Les promoteurs du projet Cap-Nature s’impatientent

Le projet Cap-Nature prévoit la construction de 5500 habitations sur 185 hectares. En revanche, 180 hectares de milieux naturels seront intégrés au parc-nature de l’Anse-à-l’Orme.
Photo: cap-nature.ca Le projet Cap-Nature prévoit la construction de 5500 habitations sur 185 hectares. En revanche, 180 hectares de milieux naturels seront intégrés au parc-nature de l’Anse-à-l’Orme.

Les promoteurs du projet immobilier Cap-Nature à Pierrefonds-Ouest demandent une rencontre avec le maire de l’arrondissement de Pierrefonds-Roxboro, Jim Beis, dans l’espoir de faire avancer leur dossier.

Dans une lettre qu’ils ont fait parvenir au maire Beis le 22 mai dernier, les quatre propriétaires des terrains, soit Gridev, Développements Pierrefonds inc., Les Immeubles l’Équerre et Quartier de l’Ouest de l’île SENC, rappellent qu’ils travaillent depuis 14 ans avec l’arrondissement, la Ville de Montréal et plusieurs ministères afin de réaliser leur projet immobilier.

Ils soutiennent avoir collaboré à l’élaboration d’un programme particulier d’urbanisme (PPU) qui en serait à sa 22e version.

Mais, ajoutent-ils, ce document n’a jamais été adopté ni rendu public par la Ville lors des consultations tenues l’an dernier par l’Office de consultation publique de Montréal (OCPM), « privant ainsi les citoyens des informations critiques auxquelles ils ont droit ».

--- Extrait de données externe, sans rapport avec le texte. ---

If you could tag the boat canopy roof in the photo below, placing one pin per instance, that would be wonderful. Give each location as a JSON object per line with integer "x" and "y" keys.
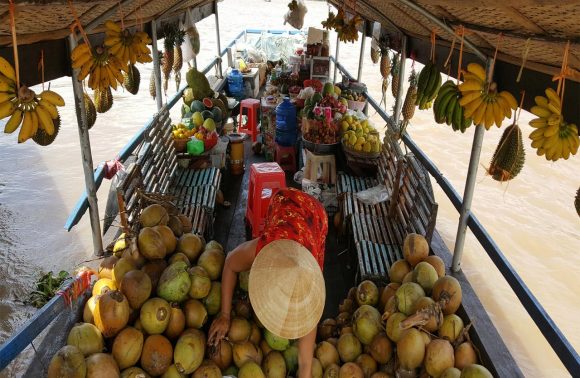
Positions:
{"x": 535, "y": 29}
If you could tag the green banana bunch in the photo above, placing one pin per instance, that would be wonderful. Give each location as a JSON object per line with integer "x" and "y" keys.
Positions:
{"x": 447, "y": 110}
{"x": 428, "y": 86}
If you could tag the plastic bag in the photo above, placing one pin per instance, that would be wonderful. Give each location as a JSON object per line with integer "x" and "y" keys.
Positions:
{"x": 373, "y": 195}
{"x": 191, "y": 45}
{"x": 296, "y": 17}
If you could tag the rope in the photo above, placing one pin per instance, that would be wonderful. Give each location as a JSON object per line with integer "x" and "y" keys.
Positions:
{"x": 77, "y": 24}
{"x": 433, "y": 43}
{"x": 41, "y": 67}
{"x": 448, "y": 60}
{"x": 524, "y": 58}
{"x": 12, "y": 10}
{"x": 462, "y": 33}
{"x": 565, "y": 71}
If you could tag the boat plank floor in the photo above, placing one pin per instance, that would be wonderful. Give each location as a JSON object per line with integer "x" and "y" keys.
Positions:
{"x": 230, "y": 231}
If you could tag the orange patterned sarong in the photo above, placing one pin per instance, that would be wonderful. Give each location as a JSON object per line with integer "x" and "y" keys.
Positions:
{"x": 297, "y": 216}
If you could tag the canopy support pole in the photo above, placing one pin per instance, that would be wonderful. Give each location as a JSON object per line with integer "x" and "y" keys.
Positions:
{"x": 362, "y": 51}
{"x": 156, "y": 66}
{"x": 219, "y": 47}
{"x": 399, "y": 99}
{"x": 87, "y": 157}
{"x": 336, "y": 58}
{"x": 465, "y": 212}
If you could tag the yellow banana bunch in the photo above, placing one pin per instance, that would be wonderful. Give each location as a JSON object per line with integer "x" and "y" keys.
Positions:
{"x": 482, "y": 101}
{"x": 552, "y": 137}
{"x": 24, "y": 107}
{"x": 103, "y": 69}
{"x": 127, "y": 47}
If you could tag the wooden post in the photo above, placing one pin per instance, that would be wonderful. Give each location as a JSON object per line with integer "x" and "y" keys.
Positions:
{"x": 156, "y": 66}
{"x": 469, "y": 190}
{"x": 87, "y": 157}
{"x": 217, "y": 31}
{"x": 362, "y": 52}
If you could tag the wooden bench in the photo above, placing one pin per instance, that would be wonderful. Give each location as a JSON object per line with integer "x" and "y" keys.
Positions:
{"x": 156, "y": 172}
{"x": 377, "y": 230}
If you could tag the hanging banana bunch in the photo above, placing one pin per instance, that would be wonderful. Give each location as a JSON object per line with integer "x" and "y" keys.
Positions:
{"x": 25, "y": 107}
{"x": 482, "y": 100}
{"x": 577, "y": 202}
{"x": 347, "y": 30}
{"x": 553, "y": 137}
{"x": 178, "y": 56}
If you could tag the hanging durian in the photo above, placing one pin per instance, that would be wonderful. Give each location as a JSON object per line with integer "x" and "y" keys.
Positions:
{"x": 90, "y": 110}
{"x": 509, "y": 156}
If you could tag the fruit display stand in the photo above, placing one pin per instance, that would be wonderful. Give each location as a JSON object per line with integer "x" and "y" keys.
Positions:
{"x": 268, "y": 125}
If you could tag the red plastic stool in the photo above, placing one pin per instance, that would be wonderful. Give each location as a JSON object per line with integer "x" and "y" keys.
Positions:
{"x": 265, "y": 179}
{"x": 252, "y": 107}
{"x": 286, "y": 157}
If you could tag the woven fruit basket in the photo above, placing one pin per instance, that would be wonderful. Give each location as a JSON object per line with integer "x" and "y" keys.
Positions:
{"x": 180, "y": 144}
{"x": 360, "y": 154}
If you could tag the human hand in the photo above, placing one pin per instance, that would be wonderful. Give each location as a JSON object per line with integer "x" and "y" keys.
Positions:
{"x": 218, "y": 330}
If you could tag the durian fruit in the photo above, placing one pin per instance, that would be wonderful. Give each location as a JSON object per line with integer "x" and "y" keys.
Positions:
{"x": 577, "y": 202}
{"x": 132, "y": 79}
{"x": 509, "y": 156}
{"x": 103, "y": 99}
{"x": 42, "y": 138}
{"x": 178, "y": 56}
{"x": 90, "y": 109}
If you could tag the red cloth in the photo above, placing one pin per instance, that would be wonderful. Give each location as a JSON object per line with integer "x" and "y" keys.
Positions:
{"x": 297, "y": 216}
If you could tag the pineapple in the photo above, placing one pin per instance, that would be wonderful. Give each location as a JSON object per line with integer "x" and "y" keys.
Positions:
{"x": 385, "y": 64}
{"x": 178, "y": 56}
{"x": 395, "y": 74}
{"x": 409, "y": 104}
{"x": 132, "y": 79}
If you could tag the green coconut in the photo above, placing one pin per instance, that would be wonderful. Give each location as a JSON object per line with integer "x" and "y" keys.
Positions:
{"x": 251, "y": 370}
{"x": 174, "y": 283}
{"x": 366, "y": 323}
{"x": 213, "y": 301}
{"x": 276, "y": 342}
{"x": 212, "y": 260}
{"x": 189, "y": 351}
{"x": 198, "y": 84}
{"x": 200, "y": 283}
{"x": 68, "y": 362}
{"x": 274, "y": 365}
{"x": 407, "y": 295}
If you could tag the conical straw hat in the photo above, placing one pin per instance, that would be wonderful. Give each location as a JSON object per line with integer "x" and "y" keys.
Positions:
{"x": 287, "y": 289}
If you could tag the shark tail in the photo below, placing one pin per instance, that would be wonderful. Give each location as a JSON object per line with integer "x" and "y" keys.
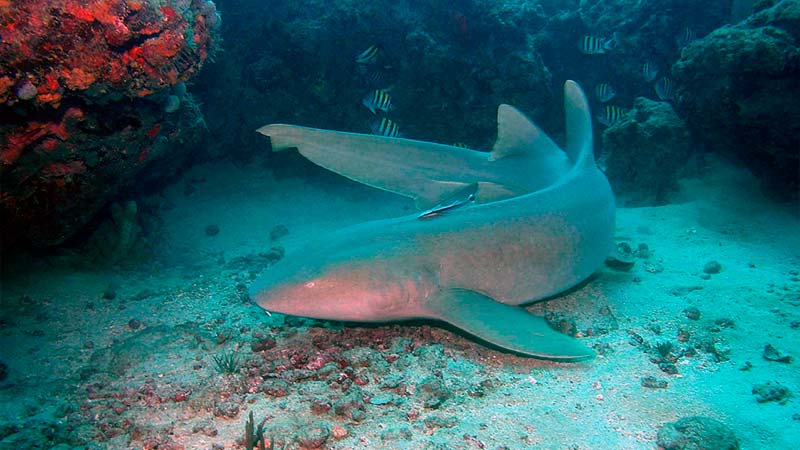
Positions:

Leur projet, écrivent-ils, « fournit une solution de première classe au problème de la décroissance de la population urbaine de l’île de Montréal ».

Ils demandent la collaboration de l’arrondissement pour l’adoption du PPU et souhaitent la tenue d’une rencontre avec le maire Beis, qui est aussi membre du parti d’opposition Ensemble Montréal.

Projet de parc urbain

La lettre ne mentionne pas l’arrivée au pouvoir de l’administration de Valérie Plante ni l’engagement électoral de Projet Montréal à créer un parc national urbain sur le site appartenant aux quatre promoteurs.

Plus récemment, la mairesse Plante n’a pas écarté l’option d’un développement immobilier partiel sur le site. De son côté, Jim Beis s’interrogeait sur le financement d’un tel projet qui nécessiterait l’achat des terrains.

Les promoteurs soutiennent ne pas avoir reçu de réponse à leur lettre de la part du bureau de M. Beis.

Rappelons que le projet Cap-Nature prévoit la construction de 5500 habitations sur des terrains d’une superficie totale de 185 hectares. En revanche, 180 hectares de milieux naturels seront intégrés au parc-nature de l’Anse-à-l’Orme.

En septembre 2017, l’OCPM avait conclu que le projet se heurtait à « un problème majeur d’acceptabilité sociale ».